Scrapy is a powerful and flexible web scraping framework that handles most of the common situations in the web scraping process, including handling redirects. Here's a detailed guide to handle redirects in Scrapy.
Scrapy has built-in support for dealing with redirects. It automatically follows HTTP 3xx redirection responses based on the REDIRECT_ENABLED
settings which is True
by default.
You can configure the maximum number of consecutive redirects allowed with the REDIRECT_MAX_TIMES
setting, which defaults to 20.
If you wish to ignore certain redirect status codes, you can use the handle_httpstatus_list
spider attribute or the HttpErrorMiddleware
.
If you need to handle redirections differently, you can override the RedirectMiddleware
.
Here's an example:
from scrapy.spidermiddlewares.httperror import HttpError
from twisted.internet.error import DNSLookupError
from twisted.internet.error import TimeoutError, TCPTimedOutError
class MySpider(scrapy.Spider):
handle_httpstatus_list = [301, 302] # Add any other status you need
def start_requests(self):
for u in self.start_urls:
yield scrapy.Request(u, callback=self.parse_httpbin,
errback=self.errback_httpbin,
dont_filter=True)
def parse_httpbin(self, response):
self.logger.info('Got successful response from {}'.format(response.url))
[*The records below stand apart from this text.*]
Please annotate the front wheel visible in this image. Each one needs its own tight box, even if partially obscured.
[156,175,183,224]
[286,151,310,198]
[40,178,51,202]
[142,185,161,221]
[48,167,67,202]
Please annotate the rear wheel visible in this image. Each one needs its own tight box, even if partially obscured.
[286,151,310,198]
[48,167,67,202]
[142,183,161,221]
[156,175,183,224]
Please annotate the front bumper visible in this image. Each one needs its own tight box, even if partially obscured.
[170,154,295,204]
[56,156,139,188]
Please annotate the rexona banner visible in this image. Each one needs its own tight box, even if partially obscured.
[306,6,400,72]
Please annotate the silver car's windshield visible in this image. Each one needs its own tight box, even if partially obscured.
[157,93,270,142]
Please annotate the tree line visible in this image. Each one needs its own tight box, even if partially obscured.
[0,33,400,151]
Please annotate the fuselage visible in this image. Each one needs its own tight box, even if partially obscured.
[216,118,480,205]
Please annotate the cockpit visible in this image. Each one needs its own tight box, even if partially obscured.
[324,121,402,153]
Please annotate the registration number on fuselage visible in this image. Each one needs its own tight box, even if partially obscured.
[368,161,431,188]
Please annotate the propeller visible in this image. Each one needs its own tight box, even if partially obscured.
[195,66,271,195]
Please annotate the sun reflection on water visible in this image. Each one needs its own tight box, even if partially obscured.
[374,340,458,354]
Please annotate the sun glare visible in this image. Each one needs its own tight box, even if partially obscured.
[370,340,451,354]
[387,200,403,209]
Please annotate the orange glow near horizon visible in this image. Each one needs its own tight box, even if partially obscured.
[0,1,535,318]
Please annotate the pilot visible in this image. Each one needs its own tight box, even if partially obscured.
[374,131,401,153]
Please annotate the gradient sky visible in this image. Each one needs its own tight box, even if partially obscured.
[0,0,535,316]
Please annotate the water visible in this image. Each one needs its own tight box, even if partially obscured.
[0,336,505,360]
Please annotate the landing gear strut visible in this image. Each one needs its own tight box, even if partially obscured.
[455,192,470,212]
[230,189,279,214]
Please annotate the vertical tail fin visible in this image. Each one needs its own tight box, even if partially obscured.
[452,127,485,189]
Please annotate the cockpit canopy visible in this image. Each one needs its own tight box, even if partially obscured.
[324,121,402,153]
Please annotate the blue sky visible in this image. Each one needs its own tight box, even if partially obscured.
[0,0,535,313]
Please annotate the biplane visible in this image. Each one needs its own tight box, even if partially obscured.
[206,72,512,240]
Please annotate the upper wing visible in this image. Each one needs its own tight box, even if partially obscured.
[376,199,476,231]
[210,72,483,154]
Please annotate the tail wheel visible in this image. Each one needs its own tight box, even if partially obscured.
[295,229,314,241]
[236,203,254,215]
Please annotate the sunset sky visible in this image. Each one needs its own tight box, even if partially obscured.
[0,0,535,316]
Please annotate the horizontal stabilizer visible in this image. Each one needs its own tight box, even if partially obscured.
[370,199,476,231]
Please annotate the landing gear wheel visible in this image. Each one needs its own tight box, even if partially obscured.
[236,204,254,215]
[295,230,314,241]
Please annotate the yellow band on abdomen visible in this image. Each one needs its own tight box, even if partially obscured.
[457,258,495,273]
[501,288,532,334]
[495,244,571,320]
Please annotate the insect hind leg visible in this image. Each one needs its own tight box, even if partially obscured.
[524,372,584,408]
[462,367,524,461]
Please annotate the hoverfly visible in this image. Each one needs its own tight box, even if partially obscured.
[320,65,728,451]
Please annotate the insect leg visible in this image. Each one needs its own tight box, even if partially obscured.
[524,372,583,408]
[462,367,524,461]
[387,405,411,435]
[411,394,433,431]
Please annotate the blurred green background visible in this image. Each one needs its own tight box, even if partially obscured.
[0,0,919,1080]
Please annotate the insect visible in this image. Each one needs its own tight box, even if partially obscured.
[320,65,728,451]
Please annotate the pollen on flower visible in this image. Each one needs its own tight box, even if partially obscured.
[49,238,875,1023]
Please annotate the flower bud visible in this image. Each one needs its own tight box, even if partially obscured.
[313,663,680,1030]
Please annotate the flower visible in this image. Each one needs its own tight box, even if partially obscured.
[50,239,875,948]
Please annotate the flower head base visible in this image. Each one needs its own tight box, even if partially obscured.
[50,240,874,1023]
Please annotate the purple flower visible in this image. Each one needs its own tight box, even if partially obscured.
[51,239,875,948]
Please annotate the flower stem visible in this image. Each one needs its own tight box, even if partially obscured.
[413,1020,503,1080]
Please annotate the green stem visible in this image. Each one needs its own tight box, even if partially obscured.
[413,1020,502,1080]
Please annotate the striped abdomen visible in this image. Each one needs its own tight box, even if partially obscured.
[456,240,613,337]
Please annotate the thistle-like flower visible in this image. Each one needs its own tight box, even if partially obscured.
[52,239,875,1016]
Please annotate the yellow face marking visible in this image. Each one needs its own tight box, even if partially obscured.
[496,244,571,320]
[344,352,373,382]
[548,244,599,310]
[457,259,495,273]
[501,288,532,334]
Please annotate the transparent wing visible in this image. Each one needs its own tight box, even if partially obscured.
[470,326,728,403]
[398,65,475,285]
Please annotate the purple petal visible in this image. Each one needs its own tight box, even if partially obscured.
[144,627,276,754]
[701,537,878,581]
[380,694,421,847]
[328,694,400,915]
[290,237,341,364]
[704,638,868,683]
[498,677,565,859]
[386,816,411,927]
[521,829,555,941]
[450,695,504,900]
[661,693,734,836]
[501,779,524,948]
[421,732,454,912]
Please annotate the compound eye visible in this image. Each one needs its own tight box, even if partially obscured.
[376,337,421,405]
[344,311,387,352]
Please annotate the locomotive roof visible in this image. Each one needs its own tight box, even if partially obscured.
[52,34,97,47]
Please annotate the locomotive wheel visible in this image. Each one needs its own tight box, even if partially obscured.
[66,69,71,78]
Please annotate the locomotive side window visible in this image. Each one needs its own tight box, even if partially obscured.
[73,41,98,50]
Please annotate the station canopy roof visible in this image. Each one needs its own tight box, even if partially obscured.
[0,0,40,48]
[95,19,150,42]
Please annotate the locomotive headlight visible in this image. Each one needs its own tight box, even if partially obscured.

# do something useful here...
def errback_httpbin(self, failure):
# log all failures
self.logger.error(repr(failure))
if failure.check(HttpError):
response = failure.value.response
self.logger.error('HttpError on %s', response.url)
elif failure.check(DNSLookupError):
request = failure.request
self.logger.error('DNSLookupError on %s', request.url)
elif failure.check(TimeoutError, TCPTimedOutError):
request = failure.request
self.logger.error('TimeoutError on %s', request.url)
In this example, the handle_httpstatus_list
attribute is used to specify which HTTP status codes the spider is going to handle and therefore, allow the parse_httpbin
method to handle them. If some error happens while doing the request, the errback_httpbin
method is going to handle them.
Remember that Scrapy's built-in RedirectMiddleware will process the responses before your spider, so if you set a status code in handle_httpstatus_list
, that response won't be processed by the RedirectMiddleware.
The dont_filter=True
in the scrapy.Request
is used to allow all redirects, even if the URL was previously visited. By default, Scrapy filters out duplicated requests to URLs already visited, avoiding a common pitfall where a page redirects to itself, creating an infinite loop.